Magna foresees stronger growth, up 5.5 percent, owing largely to Olympic and midterm election spending. But that’s down from a prediction of 5.9 percent growth in September.
GroupM puts 2014 U.S. ad spending growth at 2.9 percent, the same as its most recent forecast in August.
All three project that spot television will see another huge windfall from political advertising, with the 2010 Supreme Court ruling that opened spending to special interest groups and businesses generating record numbers for the third straight election cycle.
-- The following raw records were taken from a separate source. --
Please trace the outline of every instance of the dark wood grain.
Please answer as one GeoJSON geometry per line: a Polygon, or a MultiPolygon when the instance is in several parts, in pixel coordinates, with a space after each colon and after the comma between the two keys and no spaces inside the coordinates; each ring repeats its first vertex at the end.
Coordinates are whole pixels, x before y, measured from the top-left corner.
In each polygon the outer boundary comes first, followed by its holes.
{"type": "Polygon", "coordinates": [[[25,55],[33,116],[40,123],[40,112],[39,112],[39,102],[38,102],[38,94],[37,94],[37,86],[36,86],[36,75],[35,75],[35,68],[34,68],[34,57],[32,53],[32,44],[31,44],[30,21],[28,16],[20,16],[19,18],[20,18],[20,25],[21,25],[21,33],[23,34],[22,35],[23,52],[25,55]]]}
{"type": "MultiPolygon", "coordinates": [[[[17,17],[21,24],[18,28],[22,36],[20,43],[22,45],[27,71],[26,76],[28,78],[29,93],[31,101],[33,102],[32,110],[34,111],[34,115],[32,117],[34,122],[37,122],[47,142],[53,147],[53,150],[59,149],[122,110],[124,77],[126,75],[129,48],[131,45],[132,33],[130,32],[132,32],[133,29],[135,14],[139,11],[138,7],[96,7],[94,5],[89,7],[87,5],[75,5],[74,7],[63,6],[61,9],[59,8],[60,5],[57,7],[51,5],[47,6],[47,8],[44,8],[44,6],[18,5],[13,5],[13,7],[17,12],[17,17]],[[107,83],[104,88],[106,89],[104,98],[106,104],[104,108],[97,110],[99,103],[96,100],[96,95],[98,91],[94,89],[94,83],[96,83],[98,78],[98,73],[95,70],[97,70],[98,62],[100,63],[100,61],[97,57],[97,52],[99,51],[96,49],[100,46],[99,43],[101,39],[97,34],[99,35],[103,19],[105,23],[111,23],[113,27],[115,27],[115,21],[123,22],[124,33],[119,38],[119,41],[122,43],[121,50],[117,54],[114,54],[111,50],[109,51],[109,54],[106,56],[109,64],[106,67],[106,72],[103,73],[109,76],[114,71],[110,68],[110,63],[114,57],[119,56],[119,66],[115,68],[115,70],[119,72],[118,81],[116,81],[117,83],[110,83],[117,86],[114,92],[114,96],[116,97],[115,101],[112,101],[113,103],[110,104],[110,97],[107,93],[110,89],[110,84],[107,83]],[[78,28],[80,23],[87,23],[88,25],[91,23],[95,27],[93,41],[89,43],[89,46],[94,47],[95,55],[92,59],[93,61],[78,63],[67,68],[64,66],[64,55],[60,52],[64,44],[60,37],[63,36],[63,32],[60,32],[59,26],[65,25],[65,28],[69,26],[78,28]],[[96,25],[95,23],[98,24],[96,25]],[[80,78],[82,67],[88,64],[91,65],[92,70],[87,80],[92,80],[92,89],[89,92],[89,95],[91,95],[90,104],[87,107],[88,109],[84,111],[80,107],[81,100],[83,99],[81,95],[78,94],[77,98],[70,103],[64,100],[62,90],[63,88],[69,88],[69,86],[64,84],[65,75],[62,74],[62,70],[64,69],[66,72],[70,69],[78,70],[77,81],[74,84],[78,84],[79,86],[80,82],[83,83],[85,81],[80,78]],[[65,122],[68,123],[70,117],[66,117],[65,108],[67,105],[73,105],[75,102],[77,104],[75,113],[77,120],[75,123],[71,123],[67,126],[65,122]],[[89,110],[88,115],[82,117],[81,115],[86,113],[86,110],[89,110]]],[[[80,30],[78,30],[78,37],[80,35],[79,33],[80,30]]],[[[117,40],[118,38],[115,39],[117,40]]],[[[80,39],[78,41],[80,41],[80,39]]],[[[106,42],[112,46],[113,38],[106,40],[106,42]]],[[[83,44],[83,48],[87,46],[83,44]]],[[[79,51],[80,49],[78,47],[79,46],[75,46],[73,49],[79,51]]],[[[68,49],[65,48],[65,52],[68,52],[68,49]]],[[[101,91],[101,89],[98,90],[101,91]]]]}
Cable television will continue to pull ad dollars from broadcast, with the addition of more high-quality programming and the move of major sporting events from broadcast to cable.
But the biggest growth in ad spending will once again be seen in digital.
Magna predicts a 12.5 percent increase, 4 percentage points higher than the next-fastest-growing medium, television.
In other words, advertisers don’t want to waste their time on media where people are spending less time, and digital’s rise has come at the expense of print.
Newspaper advertising will dive down another 8 percent in 2014, Zenith predicts, while magazines will slide 2 percent.
Radio and out-of-home advertising, meanwhile, remain somewhere in between the rosy fortunes of digital and the dour predictions for print.
Radio will be up 1.9 percent next year while out of home will grow a solid 5 percent. Magna is less optimistic about radio, predicting a 0.4 percent decline, though it also sees out of home increasing by 4.8 percent.